Jalan sepanjang 1,5 km dan lebar enam meter yang dibangun secara bergotong-royong bergiliran oleh warga Dusun Segelan sejak 2017 itu didanai dari uang pribadi Sam Ferry. Setiap tahun pembangunan digesa, jalanan pun mulus seperti jalan tol sesuai harapan warga.
Tanpa mau menyebutkan nominal yang telah digelontorkannya untuk membiayai pembangunan jalan itu, Suwadi (52) nama lahirnya, masih akan melanjutkan pembangunan jalan di kampung halamannya hingga mencapai 5,5 km.
Sejak 2016 jalan itu rusak, belum beraspal apalagi berbeton. Warga pun kesulitan melintasi jalan tersebut. Berangkat dari keprihatinan itulah yang membuat Sam Ferry terpanggil untuk memajukan kampung halaman yang sudah ditinggalkannya merantau sejak usai 16 tahun.
Sebenarnya, bukan hanya membangun jalan saja yang jadi sumbangsihnya. Bersama sang istri Sri Asmani (57), Suwadi atau Sam Ferry telah membangun masjid, lapangan sepak bola, dan fasilitas umum lainnya untuk kenyamanan desanya.
Karena kontribusinya terhadap pembangunan di desa, banyak warga di kampung menyarankannya mencalonkan diri sebagai bupati. Namun bukan itu yang jadi motivasi ayah tiga anak itu membangun fasilitas umum di tanah kelahirannya.
“Niatnya ibadah, lillahi ta’ala. Karena awalnya (niat) kemana saya menyalurkan sedekah saya,” kata Ferry saat ditemui di rumahnya di Batam, awal 2025.
Pekerja keras
Di mata Sri Asmani, perempuan asal Malang yang dinikahinya 30 tahun silam, sosok Ferry adalah laki-laki pekerja keras, fokus pada tujuan hidup dan berorientasi untuk terus mengembangkan usaha rintisannya dengan harapan anak-anaknya kelak dapat hidup lebih baik darinya.
Pencapaian Ferry saat ini diraih dengan kerja keras, cermat melihat peluang serta gigih menyisihkan penghasilan untuk ditabung dan dinvestasikan.
Total sudah delapan cabang Bakso Gunung didirikannya di Batam, tujuh ruko punya sendiri dan satu ruko sewa.

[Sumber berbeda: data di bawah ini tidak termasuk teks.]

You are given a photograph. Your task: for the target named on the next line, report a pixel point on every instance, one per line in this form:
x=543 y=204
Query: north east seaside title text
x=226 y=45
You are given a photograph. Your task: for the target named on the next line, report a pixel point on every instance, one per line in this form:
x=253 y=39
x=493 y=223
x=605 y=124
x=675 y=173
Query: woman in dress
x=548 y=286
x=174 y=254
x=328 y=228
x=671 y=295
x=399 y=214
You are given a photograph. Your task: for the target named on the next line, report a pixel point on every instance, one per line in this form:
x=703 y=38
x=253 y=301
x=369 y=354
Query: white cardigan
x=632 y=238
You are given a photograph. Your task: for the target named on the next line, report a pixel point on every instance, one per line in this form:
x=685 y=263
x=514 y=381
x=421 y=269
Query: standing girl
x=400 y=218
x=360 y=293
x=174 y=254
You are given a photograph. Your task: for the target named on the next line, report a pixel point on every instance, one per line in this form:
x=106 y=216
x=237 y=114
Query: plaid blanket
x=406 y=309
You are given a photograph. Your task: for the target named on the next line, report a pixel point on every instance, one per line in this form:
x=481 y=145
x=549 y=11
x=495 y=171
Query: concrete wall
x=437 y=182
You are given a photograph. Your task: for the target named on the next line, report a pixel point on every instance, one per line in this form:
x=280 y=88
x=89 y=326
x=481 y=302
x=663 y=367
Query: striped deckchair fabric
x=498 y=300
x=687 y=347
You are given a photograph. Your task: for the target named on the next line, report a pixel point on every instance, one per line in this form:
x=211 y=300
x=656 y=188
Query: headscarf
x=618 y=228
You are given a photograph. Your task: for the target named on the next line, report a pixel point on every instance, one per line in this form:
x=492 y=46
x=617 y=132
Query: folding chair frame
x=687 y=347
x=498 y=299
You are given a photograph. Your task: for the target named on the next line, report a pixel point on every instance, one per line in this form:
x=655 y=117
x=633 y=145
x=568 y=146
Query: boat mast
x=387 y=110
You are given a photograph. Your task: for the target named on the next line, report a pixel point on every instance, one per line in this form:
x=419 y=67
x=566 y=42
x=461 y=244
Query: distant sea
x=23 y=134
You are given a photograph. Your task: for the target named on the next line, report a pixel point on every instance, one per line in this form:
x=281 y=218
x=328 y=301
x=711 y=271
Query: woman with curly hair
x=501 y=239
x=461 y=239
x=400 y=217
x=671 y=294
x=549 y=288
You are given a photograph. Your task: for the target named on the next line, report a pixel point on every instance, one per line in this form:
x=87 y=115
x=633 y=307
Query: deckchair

Rencananya tahun ini akan buka lagi cabang ke sembilan di Sekupang dengan membeli ruko tanpa utang.
Ferry membangun usaha secara otodidak dengan bekal pendidikan formal lulus sekolah menengah pertama (SMP).
Usaha bakso dipilih karena kegemaran, dan kebetulan kampung halamannya terkenal dengan kuliner Bakso Malang.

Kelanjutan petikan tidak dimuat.